Kamal Musallam talks about his album Lulu
When the Jordanian fusion artist Kamal Musallam speaks about his 2009 album Lulu, his love for his adopted country – a place he now calls home after 12 years living in Dubai – is clearly evident. But more than love, there is a marked respect and appreciation for the music of the UAE – an art form that Musallam describes as “very unique, very layered, a sound I’ve always liked so much”.
His appreciation of traditional Emirati folk songs and poems debuted at the World of Music, Arts and Dance festival in Abu Dhabi in 2009 and has since made the world sit up and take note. The album received recognition from the Grammys when it was officially selected to compete for nomination in 2010 as part of the Contemporary World Music category.
The 12-track album tells the story of an Emirati tribe crossing the country’s vast, majestic deserts, and is told through dance, music and poetry.
“The idea was something totally different that’s definitely not been done before – a record we called Lulu, meaning pearl and dedicated to the UAE culture – in my way,” says Musallam. “I wanted to feature and highlight some of the UAE’s traditional songs and dance styles – the Harbiya – which relies on poetry and has a traditional rhythm used in many of the UAE’s traditional songs, and integrate that with my own jazz/rock/soul fusion concept, sort of like creating a band of different elements.”
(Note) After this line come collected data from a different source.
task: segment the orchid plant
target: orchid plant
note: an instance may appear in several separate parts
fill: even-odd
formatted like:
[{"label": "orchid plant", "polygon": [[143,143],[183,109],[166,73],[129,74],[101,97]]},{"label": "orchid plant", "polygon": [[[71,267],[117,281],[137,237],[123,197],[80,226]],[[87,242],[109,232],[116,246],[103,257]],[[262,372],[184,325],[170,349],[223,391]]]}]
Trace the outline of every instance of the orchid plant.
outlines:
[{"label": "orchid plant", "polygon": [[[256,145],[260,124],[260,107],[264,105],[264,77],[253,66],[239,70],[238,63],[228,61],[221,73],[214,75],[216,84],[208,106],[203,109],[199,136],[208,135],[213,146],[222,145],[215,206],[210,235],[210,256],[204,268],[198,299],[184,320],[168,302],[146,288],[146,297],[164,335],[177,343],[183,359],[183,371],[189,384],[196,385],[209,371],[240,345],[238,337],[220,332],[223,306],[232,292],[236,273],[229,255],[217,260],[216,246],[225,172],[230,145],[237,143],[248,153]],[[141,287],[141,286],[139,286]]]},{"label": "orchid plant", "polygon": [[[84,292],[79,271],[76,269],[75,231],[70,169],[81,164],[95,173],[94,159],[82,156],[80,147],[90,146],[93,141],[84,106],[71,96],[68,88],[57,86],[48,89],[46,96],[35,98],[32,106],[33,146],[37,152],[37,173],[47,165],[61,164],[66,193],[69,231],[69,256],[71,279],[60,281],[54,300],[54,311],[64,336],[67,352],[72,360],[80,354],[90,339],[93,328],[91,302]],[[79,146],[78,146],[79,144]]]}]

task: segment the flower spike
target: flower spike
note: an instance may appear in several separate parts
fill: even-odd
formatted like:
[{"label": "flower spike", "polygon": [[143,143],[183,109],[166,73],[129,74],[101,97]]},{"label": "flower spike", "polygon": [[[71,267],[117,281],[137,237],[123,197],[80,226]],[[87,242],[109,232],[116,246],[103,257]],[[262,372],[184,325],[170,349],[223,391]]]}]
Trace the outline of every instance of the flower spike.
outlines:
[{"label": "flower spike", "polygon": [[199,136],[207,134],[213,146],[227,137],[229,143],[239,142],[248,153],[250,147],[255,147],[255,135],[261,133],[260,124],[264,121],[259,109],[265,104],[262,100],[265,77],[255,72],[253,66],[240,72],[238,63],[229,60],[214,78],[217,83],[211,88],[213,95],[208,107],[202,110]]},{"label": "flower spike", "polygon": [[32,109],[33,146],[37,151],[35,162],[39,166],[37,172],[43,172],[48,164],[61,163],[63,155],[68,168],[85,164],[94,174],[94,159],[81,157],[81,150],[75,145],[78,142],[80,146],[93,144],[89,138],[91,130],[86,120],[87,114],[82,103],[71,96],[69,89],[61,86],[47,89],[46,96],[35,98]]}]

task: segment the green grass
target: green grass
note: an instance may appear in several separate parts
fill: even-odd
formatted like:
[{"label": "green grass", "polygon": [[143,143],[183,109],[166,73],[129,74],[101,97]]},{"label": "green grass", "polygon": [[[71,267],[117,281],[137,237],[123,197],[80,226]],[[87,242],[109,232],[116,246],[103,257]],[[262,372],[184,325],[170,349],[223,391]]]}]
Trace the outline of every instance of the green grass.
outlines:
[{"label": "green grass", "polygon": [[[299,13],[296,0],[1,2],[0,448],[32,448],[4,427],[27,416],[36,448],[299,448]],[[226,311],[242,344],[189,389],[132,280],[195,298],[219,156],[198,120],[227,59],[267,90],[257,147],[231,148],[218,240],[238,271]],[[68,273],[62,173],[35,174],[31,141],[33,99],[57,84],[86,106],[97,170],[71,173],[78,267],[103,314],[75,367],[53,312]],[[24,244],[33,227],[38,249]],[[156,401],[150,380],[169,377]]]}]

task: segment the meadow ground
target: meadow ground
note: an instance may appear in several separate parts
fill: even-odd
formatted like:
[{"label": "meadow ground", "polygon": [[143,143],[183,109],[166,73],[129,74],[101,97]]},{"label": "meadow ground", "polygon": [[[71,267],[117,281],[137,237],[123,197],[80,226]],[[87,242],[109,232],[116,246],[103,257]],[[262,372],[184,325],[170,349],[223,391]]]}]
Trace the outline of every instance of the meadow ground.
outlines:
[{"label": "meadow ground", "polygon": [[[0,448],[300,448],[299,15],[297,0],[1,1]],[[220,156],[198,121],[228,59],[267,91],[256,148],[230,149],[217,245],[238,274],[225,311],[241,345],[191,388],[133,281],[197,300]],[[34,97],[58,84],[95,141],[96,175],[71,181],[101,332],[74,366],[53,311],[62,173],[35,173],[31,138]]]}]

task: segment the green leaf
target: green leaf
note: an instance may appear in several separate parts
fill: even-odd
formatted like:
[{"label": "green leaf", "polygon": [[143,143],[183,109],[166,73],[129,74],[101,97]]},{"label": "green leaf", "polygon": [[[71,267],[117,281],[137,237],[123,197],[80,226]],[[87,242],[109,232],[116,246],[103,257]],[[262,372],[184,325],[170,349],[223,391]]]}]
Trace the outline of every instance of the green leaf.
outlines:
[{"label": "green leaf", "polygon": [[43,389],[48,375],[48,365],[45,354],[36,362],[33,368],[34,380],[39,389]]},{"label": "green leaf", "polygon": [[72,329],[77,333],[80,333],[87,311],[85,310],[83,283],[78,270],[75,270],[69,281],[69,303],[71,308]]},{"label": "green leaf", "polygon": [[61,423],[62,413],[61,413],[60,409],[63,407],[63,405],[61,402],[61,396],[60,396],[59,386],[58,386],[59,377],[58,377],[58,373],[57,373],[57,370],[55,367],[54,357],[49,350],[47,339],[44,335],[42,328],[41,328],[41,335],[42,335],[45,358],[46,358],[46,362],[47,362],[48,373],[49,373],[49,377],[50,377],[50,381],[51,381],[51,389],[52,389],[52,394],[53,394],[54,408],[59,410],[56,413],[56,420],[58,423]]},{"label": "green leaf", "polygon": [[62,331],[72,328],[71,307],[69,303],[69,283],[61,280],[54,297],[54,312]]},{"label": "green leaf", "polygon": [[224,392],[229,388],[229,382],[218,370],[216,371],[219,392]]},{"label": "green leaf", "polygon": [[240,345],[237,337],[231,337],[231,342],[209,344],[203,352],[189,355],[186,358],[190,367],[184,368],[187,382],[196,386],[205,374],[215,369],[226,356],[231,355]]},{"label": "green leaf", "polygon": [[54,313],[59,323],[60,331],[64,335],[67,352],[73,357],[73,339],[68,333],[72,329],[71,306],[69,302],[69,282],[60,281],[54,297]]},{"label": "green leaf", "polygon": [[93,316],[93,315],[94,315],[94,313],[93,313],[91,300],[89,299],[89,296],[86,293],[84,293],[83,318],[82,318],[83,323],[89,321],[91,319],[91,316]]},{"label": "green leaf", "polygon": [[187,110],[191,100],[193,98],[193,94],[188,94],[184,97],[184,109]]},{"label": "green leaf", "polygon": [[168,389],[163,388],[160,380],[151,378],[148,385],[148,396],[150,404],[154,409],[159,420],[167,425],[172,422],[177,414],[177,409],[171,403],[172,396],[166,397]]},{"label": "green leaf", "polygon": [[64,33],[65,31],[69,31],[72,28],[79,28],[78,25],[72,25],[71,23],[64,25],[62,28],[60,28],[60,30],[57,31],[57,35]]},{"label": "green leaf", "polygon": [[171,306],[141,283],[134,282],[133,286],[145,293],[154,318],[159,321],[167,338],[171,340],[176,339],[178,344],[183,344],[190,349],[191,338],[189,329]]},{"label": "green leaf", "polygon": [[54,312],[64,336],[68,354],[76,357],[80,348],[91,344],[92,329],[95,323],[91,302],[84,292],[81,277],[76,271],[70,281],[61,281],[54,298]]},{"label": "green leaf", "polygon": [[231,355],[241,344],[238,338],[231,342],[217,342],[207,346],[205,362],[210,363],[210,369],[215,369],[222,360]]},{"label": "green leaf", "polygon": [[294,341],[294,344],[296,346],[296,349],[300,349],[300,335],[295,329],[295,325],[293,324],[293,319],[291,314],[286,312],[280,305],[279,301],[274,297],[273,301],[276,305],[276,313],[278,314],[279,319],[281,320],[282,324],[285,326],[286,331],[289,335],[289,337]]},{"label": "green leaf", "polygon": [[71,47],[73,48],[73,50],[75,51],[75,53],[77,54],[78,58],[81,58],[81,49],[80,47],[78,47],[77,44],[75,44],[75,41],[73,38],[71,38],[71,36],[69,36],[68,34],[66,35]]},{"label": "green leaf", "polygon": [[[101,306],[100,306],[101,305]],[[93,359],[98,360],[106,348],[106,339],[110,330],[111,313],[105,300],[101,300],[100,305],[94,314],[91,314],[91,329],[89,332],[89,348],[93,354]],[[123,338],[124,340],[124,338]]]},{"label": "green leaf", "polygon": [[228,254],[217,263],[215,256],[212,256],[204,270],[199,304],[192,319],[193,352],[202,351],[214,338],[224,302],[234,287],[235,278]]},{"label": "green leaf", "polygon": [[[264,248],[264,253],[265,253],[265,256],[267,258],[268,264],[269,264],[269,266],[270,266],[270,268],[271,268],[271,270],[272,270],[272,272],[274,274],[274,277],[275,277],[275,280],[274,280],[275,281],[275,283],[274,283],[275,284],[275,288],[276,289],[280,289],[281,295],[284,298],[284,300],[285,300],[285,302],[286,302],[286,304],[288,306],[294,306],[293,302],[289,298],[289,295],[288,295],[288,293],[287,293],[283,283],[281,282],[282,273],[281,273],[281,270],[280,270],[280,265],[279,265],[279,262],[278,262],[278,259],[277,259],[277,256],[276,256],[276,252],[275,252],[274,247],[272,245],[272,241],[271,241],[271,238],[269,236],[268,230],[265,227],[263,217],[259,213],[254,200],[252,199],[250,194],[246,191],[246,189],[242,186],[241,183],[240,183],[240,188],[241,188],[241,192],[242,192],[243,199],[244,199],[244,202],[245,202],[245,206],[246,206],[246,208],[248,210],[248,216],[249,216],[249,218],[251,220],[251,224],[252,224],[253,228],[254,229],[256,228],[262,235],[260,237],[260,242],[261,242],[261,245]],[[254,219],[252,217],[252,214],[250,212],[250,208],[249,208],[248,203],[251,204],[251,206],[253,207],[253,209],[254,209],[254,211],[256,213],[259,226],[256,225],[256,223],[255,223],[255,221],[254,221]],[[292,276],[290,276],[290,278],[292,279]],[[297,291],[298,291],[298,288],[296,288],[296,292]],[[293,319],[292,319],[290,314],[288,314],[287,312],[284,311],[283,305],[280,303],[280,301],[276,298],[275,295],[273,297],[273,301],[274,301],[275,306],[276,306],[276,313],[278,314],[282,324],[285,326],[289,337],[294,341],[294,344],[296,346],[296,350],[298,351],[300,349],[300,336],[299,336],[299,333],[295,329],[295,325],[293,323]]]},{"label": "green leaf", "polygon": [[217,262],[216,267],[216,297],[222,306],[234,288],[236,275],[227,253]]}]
Musallam partnered with the Emirati folk dance and percussion group, Sokoor Al Magabeel, to inject his special blend of jazz – complete with drums, bass guitar, oud, trumpet, saxophone and more – into a musical art form that is an integral part of Emirati heritage. “It’s a fusion of two very different styles that we managed to make complement each other and fit perfectly into one another,” says Musallam.